Automation and Practical Lab Use
SOD measurement has been adapted for automated chemistry analyzers, making it practical for clinical labs to run at moderate throughput. Automated versions of the xanthine oxidase assay require as little as 2.5 microliters of serum or red cell extract, meaning a single capillary blood draw of about 70 microliters provides enough sample. These automated methods achieve good precision, with run-to-run variation under 5% and recovery rates between 92% and 101% when known amounts of SOD are added to samples.
That said, SOD testing remains a specialized order rather than a standard panel item at most hospitals. It is most commonly ordered in research settings, in workups for oxidative stress conditions, and in genetic testing contexts.

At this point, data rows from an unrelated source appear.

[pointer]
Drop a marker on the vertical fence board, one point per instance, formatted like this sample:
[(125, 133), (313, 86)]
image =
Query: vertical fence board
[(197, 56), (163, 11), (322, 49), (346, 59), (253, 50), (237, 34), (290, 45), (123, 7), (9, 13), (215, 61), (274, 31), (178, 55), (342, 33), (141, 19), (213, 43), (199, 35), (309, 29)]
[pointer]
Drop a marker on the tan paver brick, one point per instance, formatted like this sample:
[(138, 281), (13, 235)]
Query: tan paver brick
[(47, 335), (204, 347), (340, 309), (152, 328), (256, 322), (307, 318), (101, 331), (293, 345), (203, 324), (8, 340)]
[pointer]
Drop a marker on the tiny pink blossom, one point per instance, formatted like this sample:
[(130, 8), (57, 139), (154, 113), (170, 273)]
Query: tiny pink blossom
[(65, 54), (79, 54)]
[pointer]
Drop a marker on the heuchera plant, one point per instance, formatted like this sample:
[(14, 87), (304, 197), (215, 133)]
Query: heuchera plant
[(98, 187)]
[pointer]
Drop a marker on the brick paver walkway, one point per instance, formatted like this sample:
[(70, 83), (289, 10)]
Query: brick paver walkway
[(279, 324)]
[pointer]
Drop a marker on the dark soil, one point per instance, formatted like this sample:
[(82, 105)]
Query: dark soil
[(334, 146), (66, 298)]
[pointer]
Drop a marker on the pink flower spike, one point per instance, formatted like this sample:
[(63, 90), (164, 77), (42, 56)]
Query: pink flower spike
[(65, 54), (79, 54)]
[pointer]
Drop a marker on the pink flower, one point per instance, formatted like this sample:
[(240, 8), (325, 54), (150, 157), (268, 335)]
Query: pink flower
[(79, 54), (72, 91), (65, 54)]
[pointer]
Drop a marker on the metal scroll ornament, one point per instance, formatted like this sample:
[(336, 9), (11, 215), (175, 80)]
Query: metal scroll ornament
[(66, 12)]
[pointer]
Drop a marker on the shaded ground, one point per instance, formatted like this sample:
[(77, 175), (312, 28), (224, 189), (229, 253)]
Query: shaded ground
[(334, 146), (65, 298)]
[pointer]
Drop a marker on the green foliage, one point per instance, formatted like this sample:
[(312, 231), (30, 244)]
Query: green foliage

When SOD Testing Is Used Clinically
The most established clinical application of SOD testing isn’t an activity assay at all. It’s genetic sequencing of the SOD1 gene. Mutations in SOD1 are found in roughly 20% of familial amyotrophic lateral sclerosis (ALS) cases and about 3% of sporadic ALS cases. Genetic testing for SOD1 mutations is used to confirm an ALS diagnosis, identify at-risk family members before symptoms appear, and guide genetic counseling.
SOD activity and concentration measurements are used more broadly as research biomarkers for conditions involving oxidative stress, including cardiovascular disease, diabetes, neurodegenerative diseases, and inflammatory conditions like pancreatitis. In these contexts, SOD levels help researchers understand how the body’s antioxidant defenses respond to disease, though they aren’t yet used as standalone diagnostic tests for these conditions.